The Mysterious Flame Of Queen Loana - Умберто Эко 6 стр.


Some appear at once ,but others must be sought at length ,dragged forth as it were from hidden nooks… Memory gathers all this in its vast cavern ,in its hidden and ineffable recesses… In the enormous palace of my memory ,heaven ,earth ,and sea are present to me… I find myself there also… Great is the power of memory ,O my God ,and awe-inspiring its infinite ,profound complexity. And that is the mind ,and that is myself… Behold the fields and caves ,the measureless caverns of memory ,immeasurably full of immeasurable things… I pass among them all ,I fly from here to there ,and nowhere is there any end… "You see, Paola," I said, "you’ve told me about my grandfather and the country house, everyone’s trying to give me all this information, but when I receive it in this way, in order really to populate these caverns I’d have to put into them every one of the sixty years I’ve lived till now. No, this is not the way to do it. I have to go into the cavern alone. Like Tom Sawyer."
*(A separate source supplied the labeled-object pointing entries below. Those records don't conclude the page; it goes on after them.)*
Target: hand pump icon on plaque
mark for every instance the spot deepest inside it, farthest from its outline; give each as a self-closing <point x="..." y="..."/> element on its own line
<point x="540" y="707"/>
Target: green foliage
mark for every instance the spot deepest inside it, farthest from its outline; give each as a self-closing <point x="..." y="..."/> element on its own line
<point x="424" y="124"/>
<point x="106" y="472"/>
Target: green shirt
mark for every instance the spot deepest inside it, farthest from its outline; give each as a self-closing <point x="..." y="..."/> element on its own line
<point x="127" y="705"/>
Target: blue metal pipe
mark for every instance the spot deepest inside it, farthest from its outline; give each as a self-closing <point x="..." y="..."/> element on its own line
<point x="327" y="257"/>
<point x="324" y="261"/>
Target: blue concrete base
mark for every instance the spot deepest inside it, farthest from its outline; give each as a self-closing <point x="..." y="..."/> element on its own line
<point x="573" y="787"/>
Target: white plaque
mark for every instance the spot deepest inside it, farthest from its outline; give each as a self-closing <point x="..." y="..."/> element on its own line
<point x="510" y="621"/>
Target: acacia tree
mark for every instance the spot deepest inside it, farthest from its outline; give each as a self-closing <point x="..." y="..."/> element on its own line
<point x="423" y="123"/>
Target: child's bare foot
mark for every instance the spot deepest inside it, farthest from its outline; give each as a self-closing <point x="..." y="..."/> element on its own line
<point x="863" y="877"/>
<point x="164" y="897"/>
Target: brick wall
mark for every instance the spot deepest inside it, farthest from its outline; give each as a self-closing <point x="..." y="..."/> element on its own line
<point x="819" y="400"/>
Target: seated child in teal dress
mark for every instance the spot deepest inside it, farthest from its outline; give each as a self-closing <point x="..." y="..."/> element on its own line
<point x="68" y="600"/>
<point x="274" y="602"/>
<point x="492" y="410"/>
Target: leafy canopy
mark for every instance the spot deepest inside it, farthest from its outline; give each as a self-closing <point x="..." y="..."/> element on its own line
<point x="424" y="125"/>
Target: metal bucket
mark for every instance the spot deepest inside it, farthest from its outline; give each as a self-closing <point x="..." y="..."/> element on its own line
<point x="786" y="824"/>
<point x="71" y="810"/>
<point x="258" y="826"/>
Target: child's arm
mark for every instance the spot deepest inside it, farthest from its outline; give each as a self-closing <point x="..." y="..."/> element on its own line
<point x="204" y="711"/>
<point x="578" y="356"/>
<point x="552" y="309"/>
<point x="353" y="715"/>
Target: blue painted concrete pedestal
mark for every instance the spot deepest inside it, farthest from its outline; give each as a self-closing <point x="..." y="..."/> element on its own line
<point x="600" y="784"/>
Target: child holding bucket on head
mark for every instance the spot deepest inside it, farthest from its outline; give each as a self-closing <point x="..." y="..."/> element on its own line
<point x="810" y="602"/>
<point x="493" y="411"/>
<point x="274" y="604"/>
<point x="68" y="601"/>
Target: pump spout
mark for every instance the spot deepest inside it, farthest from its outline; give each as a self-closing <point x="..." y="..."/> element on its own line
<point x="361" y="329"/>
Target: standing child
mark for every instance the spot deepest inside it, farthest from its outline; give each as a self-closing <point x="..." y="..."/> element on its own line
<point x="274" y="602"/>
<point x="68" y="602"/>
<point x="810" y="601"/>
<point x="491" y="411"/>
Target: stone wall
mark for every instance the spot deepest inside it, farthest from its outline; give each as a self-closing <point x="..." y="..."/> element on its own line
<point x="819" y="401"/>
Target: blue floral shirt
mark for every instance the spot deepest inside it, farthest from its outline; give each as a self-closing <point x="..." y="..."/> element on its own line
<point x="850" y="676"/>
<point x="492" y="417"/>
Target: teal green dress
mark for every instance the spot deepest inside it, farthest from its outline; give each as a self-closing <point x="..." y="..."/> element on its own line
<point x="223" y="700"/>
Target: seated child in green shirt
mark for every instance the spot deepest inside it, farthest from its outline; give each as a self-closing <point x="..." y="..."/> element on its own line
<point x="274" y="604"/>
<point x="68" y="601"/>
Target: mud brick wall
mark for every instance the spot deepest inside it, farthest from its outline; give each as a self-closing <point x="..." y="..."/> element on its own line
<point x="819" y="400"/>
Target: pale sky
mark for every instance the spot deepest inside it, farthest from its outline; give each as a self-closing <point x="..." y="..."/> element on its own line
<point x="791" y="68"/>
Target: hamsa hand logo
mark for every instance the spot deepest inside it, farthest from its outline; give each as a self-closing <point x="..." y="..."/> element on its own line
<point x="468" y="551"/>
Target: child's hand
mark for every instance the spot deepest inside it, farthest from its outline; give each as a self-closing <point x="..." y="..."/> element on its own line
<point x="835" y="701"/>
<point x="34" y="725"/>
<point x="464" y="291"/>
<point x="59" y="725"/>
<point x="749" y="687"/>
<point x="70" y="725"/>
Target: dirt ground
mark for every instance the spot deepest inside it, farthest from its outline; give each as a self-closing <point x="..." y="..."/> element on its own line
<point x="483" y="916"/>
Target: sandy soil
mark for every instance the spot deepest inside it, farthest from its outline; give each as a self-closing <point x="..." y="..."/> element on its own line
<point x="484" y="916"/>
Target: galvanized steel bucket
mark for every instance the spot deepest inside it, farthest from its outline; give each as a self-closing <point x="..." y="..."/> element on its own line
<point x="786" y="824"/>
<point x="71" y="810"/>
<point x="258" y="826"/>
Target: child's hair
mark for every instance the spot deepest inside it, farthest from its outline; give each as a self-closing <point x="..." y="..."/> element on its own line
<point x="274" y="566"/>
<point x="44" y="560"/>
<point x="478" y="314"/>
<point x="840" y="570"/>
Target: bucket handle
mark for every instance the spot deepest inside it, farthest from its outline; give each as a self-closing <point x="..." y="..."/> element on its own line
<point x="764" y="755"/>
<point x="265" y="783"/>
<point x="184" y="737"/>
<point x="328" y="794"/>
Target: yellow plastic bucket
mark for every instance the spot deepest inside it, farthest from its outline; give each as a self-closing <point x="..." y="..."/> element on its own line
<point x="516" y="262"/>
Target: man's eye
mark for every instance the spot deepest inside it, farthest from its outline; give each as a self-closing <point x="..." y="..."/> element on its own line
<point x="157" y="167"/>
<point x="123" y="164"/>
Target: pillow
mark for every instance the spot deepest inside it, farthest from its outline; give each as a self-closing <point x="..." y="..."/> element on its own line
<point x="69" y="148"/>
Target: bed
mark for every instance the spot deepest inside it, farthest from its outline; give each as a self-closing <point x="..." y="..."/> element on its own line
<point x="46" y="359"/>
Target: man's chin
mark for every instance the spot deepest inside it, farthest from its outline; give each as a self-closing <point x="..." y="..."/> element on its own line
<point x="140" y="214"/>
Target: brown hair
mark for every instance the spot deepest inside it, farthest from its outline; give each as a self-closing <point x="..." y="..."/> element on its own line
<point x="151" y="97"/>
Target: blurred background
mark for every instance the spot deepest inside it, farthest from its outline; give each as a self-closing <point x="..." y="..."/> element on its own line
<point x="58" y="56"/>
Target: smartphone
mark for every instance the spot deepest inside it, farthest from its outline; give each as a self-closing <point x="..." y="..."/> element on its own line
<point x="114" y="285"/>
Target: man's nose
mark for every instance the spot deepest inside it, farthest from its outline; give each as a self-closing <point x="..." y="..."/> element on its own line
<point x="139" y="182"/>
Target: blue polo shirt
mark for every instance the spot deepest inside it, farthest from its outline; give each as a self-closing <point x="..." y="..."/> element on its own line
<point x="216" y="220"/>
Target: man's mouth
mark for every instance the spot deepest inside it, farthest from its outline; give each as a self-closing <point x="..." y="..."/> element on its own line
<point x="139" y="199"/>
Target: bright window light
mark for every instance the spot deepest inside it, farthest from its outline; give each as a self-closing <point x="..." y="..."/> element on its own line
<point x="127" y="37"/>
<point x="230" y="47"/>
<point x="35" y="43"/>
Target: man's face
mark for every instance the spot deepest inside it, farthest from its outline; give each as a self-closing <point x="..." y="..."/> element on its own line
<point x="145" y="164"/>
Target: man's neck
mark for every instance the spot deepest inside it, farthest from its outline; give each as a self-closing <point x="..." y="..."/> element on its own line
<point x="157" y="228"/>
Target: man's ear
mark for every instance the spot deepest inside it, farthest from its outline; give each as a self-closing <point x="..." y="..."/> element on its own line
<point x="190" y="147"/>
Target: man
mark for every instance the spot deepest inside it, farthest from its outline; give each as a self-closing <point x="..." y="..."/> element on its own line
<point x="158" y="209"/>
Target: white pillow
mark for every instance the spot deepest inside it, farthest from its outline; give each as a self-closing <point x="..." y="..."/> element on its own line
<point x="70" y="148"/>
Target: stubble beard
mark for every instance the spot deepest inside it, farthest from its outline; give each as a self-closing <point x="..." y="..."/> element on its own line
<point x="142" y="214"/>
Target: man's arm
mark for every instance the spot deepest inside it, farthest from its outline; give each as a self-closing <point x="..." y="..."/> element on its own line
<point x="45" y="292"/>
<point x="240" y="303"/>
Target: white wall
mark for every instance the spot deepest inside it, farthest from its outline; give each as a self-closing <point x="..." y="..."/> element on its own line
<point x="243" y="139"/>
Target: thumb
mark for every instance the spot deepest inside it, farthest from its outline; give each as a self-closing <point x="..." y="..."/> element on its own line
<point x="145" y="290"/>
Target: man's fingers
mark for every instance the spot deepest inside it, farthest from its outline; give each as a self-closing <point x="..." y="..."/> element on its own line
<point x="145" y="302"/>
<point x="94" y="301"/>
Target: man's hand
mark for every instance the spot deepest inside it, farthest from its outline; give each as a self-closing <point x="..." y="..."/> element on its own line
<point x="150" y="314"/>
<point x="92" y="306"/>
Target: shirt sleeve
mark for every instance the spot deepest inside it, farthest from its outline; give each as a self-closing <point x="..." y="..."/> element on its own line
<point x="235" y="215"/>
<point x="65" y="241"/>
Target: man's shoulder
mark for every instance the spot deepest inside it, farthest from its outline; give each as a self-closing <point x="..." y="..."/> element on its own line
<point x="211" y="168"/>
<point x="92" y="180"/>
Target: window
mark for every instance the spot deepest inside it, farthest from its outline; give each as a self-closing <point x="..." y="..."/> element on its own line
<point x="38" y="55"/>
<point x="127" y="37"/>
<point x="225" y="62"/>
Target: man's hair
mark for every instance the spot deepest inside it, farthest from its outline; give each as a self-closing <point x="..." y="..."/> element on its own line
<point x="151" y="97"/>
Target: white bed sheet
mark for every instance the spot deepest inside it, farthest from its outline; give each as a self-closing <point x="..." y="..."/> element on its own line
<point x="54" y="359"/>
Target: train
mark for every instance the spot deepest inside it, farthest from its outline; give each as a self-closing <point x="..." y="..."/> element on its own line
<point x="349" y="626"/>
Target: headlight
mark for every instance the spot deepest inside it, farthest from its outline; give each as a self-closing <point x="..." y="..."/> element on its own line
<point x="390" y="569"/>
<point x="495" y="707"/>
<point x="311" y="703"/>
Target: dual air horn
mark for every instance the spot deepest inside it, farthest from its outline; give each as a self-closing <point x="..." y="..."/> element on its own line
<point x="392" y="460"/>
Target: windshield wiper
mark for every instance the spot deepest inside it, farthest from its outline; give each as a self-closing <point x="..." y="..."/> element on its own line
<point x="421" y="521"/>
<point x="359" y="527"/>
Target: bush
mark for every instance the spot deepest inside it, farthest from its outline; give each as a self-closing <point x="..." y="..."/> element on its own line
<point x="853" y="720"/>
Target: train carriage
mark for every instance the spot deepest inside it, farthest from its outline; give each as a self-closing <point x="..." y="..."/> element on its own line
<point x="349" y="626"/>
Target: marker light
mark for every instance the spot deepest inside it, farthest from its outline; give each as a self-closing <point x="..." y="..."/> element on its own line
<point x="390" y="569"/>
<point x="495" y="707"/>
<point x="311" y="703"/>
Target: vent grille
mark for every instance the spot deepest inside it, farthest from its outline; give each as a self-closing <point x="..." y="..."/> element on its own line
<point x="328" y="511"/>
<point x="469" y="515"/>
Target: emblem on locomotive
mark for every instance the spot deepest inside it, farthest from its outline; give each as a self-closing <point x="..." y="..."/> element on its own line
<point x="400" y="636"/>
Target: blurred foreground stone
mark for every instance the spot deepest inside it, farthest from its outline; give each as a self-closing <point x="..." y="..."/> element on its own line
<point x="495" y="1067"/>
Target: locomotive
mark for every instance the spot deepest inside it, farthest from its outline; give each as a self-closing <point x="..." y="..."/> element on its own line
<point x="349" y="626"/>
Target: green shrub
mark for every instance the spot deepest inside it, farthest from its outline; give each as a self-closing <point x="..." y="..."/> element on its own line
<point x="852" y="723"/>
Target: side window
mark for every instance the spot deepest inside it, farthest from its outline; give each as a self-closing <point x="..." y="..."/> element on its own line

I do not know what Paola said to that, because I was still making the chair rock and I dozed again.

Briefly, I think, because I heard the doorbell, and it was Gianni Laivelli. We had been desk mates, the two Dioscuri. He embraced me like a brother, emotional, already knowing how to treat me. Don’t worry, he said, I know more about your life than you do. I’ll tell you every last detail. No thanks, I told him, Paola already explained our history to me. Together from elementary school through high school. Then I went off to college in Turin while he studied economics and business in Milan. But apparently we never lost touch. I sell antiquarian books, he helps people pay their taxes-or not pay them-and by all rights we should have each gone our separate ways, but instead we’re like family: his two grandchildren play with mine, and we always celebrate Christmas and New Year’s together.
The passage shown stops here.